Raising Cane's tenders are supposed to be dunked in their Cane's Sauce—of which the ingredients are so secret only store managers know it and make it. Because of this, they are largely, and intentionally, under-seasoned. They take the fourth spot here because while the breading is lackluster, the tenders themselves are actually tender due to their marinade. A tendie should stand on its own because sometimes you'll run out of a dipping sauce, and that scenario shouldn't have you contemplating throwing the un-sauced portions in the garbage.
P.S.—Cane's charges $0.35 for extra sauce, which I have to imagine is a 600% markup of their actual costs. The chicken is a loss leader. The real money is in the additional sauce add-ons. Make chicken that requires a sauce, ration out that sauce sparingly, profit big time. That's just genius capitalism.
The oft-overlooked franchise, Church's Chicken, is a wildcard. They had, objectively, the best fast-food chicken nuggets, but only offered them for six months before discontinuing them. They also have, objectively, the best fast-food dipping sauce thanks to their Purple Pepper Sauce, but only offer it as a limited time item every three to five years. It's almost like they don't want to prosper. Consistent sizing makes for an always-juicy tender. The skinnier strips also create an incredible crunch that does not require a sauce to enjoy, especially if you order the spicy variant—which, if you didn't, congratulations on being police. While we have never received a 100% correct order, nor had to wait less than 20 minutes to receive it, Church's Chicken tenders are always hot and delicious.
For the sake of analysis, we have to review their standard tenders and not its evolved waffle form or its naked, healthy brethren, the Blackened Tender. Popeyes is what Church's Chicken could be if Church's moved out of its parents' basement. Popeye's Handcrafted Tenders are twice as crispy as KFC's Extra Crispy Strips, and more flavorful than Church's. Their marinade keeps the poultry moist so you don't need to keep a drink or sauce nearby. Popeyes' tenders can be enjoyed solo, and we would argue dipping them actually mars it.

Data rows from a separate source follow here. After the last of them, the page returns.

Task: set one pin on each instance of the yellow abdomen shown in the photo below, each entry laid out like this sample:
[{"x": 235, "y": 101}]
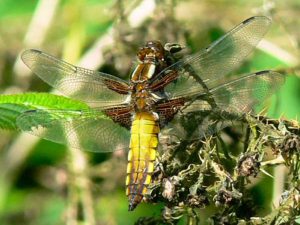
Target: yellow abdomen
[{"x": 141, "y": 156}]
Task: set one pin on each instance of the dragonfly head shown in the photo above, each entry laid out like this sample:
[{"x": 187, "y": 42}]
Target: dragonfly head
[{"x": 153, "y": 51}]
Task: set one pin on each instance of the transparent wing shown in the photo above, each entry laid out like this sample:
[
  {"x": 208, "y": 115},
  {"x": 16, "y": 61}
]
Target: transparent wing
[
  {"x": 86, "y": 130},
  {"x": 200, "y": 117},
  {"x": 95, "y": 88},
  {"x": 240, "y": 95},
  {"x": 212, "y": 64}
]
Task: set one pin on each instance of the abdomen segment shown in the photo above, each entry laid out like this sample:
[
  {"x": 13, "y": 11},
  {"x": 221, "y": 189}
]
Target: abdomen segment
[{"x": 141, "y": 156}]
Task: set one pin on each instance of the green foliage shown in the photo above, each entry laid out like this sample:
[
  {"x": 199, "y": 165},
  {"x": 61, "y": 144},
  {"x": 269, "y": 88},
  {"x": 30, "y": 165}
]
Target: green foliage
[{"x": 12, "y": 106}]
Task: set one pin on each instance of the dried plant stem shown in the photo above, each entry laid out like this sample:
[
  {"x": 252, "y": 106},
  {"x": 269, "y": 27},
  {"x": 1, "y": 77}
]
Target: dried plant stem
[{"x": 80, "y": 197}]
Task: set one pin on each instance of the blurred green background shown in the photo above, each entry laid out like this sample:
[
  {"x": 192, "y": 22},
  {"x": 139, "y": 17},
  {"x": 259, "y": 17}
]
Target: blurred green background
[{"x": 36, "y": 176}]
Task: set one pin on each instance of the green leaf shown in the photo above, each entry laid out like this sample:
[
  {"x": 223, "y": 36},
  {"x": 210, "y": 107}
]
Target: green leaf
[{"x": 11, "y": 106}]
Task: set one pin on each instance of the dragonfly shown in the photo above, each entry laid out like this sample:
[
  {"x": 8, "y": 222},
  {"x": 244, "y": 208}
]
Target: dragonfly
[{"x": 161, "y": 92}]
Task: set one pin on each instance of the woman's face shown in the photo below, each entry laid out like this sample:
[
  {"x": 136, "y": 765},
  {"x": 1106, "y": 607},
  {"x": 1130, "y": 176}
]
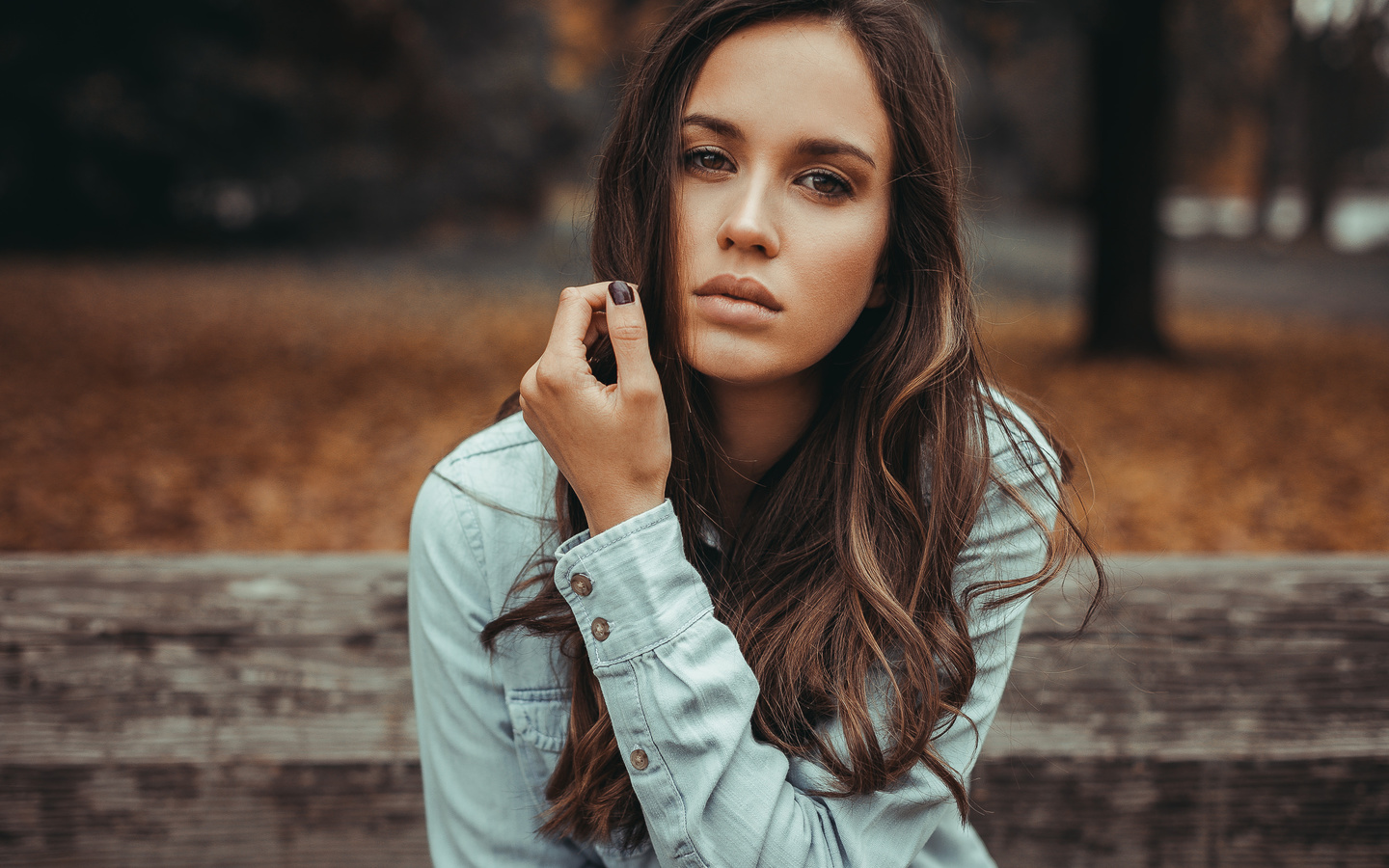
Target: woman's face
[{"x": 782, "y": 201}]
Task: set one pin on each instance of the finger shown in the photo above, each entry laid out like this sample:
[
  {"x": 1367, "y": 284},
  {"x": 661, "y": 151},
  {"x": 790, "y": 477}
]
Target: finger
[
  {"x": 573, "y": 318},
  {"x": 631, "y": 343},
  {"x": 597, "y": 328}
]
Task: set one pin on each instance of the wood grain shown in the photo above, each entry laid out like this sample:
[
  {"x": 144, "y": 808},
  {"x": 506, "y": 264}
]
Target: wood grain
[{"x": 258, "y": 710}]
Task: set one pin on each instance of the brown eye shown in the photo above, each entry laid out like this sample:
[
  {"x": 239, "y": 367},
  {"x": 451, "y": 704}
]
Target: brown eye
[
  {"x": 826, "y": 183},
  {"x": 707, "y": 160}
]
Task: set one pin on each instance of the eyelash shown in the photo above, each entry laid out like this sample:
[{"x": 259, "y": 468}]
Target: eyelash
[{"x": 694, "y": 154}]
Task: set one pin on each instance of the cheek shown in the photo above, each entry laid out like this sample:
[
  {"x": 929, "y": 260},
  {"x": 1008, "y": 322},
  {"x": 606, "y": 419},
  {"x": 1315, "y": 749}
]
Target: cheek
[{"x": 846, "y": 255}]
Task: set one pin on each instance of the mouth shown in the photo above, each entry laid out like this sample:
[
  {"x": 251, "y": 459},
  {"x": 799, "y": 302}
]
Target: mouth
[{"x": 739, "y": 289}]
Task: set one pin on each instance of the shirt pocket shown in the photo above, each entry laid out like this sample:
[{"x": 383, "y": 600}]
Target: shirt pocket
[{"x": 539, "y": 726}]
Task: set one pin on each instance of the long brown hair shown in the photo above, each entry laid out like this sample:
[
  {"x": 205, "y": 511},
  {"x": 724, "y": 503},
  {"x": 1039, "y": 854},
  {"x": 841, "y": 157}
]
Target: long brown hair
[{"x": 840, "y": 564}]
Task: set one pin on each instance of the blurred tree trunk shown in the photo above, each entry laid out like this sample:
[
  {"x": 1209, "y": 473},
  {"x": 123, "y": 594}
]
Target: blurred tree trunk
[{"x": 1129, "y": 123}]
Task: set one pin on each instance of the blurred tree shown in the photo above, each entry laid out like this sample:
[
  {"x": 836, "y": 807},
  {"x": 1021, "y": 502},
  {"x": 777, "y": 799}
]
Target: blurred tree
[
  {"x": 1129, "y": 135},
  {"x": 271, "y": 120}
]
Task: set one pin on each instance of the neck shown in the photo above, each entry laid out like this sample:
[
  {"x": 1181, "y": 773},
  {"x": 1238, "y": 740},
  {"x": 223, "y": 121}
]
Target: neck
[{"x": 757, "y": 423}]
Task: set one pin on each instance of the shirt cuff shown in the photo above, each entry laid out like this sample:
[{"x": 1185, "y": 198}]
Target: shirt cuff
[{"x": 631, "y": 587}]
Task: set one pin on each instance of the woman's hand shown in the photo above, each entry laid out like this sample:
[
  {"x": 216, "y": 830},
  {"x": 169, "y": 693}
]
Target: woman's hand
[{"x": 613, "y": 444}]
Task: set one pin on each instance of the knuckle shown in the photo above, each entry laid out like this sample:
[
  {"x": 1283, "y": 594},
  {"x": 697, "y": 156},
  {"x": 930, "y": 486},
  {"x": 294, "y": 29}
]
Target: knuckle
[{"x": 627, "y": 331}]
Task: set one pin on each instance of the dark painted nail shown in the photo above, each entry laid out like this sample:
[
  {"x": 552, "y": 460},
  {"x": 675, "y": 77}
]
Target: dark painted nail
[{"x": 621, "y": 292}]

Popeye's marinade and its patented Louisiana spices work in tandem to bring actual taste to its mild offering, though the spicy version is really the de facto choice. Now that Burger King has purchased Popeyes, we may have to update this thread in a few months. Some fear the quality may decrease, but we are more optimistic. Perhaps Burger King can share some of its patented poultry technology, and actually improve the quality. Here's to hoping we see Waffle Chicken Fries as a permanent menu staple.

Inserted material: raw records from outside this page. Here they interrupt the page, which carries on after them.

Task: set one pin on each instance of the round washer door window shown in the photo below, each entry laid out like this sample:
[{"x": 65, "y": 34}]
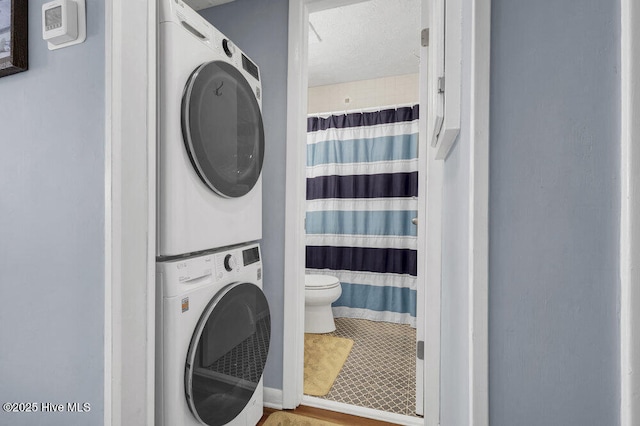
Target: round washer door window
[
  {"x": 227, "y": 354},
  {"x": 222, "y": 129}
]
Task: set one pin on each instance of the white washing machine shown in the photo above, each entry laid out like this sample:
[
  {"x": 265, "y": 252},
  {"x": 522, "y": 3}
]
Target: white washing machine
[
  {"x": 211, "y": 137},
  {"x": 213, "y": 331}
]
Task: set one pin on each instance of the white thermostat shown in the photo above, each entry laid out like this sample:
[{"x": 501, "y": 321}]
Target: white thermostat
[{"x": 64, "y": 23}]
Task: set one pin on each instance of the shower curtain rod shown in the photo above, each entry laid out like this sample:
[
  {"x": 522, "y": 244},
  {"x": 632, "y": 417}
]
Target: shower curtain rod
[{"x": 368, "y": 109}]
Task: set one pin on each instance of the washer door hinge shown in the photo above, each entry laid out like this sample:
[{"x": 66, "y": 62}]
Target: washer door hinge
[
  {"x": 424, "y": 37},
  {"x": 420, "y": 350}
]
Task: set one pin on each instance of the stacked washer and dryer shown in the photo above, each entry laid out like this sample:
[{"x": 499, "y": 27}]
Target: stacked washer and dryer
[{"x": 213, "y": 322}]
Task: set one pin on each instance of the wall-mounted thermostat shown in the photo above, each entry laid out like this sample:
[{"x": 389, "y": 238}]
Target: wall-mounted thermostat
[{"x": 64, "y": 23}]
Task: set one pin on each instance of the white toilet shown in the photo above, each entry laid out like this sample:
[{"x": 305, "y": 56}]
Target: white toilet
[{"x": 320, "y": 291}]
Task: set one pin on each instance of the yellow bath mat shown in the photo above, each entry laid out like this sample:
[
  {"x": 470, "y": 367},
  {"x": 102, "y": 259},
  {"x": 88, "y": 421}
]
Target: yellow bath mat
[
  {"x": 282, "y": 418},
  {"x": 324, "y": 357}
]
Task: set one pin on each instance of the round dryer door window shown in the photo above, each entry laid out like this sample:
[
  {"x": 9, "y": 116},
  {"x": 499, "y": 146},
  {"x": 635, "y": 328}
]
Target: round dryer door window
[
  {"x": 222, "y": 129},
  {"x": 227, "y": 353}
]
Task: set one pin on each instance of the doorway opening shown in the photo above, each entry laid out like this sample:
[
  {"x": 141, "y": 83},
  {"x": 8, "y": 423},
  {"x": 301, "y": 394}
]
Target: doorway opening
[{"x": 362, "y": 198}]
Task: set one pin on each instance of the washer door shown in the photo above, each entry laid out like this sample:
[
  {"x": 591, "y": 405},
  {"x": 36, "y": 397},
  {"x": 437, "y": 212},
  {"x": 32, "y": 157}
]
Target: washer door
[
  {"x": 227, "y": 353},
  {"x": 222, "y": 129}
]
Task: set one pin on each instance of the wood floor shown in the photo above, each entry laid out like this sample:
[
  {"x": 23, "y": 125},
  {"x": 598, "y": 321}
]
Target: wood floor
[{"x": 330, "y": 416}]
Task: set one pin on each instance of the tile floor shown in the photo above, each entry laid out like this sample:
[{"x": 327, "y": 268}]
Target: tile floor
[{"x": 380, "y": 370}]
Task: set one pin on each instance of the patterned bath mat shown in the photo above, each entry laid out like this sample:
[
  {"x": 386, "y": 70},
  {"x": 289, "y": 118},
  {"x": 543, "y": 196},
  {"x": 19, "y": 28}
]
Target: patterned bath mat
[
  {"x": 324, "y": 357},
  {"x": 282, "y": 418}
]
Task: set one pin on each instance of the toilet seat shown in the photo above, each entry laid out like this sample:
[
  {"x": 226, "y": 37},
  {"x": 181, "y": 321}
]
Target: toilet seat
[{"x": 320, "y": 282}]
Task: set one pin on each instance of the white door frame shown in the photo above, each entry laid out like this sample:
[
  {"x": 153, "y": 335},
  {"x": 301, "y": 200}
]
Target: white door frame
[
  {"x": 629, "y": 215},
  {"x": 130, "y": 134},
  {"x": 478, "y": 223}
]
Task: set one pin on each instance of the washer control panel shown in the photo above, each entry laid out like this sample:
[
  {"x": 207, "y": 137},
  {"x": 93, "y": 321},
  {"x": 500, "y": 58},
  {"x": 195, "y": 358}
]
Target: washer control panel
[{"x": 231, "y": 262}]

Zaxby's Chicken Fingerz™ are the only ones on this list that are slightly greasy, which should, you know, be a staple of fried food. Whereas Popeyes and Church's opt for a skinnier strip, Zaxby's Fingerz are hefty, with a generous meat-to-breading ratio. They're crispy but not overtly crunchy. Some people believe Zaxby's tenders to be too salty, and we would say that those people need to grow up. It's just the right amount. And, when you add the hints of garlic and onion, it's all subtle enough to bolster the tender as a solo star, but not be overpowering if you did decide to dip it in a sauce. The meat itself is juicy and tender. They are the embodiment of what a tender should be. Strap a damn feedbag to our eager maw, and load it up with Fingerz™. Now, if they would only expand breakfast beyond their Athens, GA store so we can really kick this premature heart disease up a notch and get to dying fat and happy.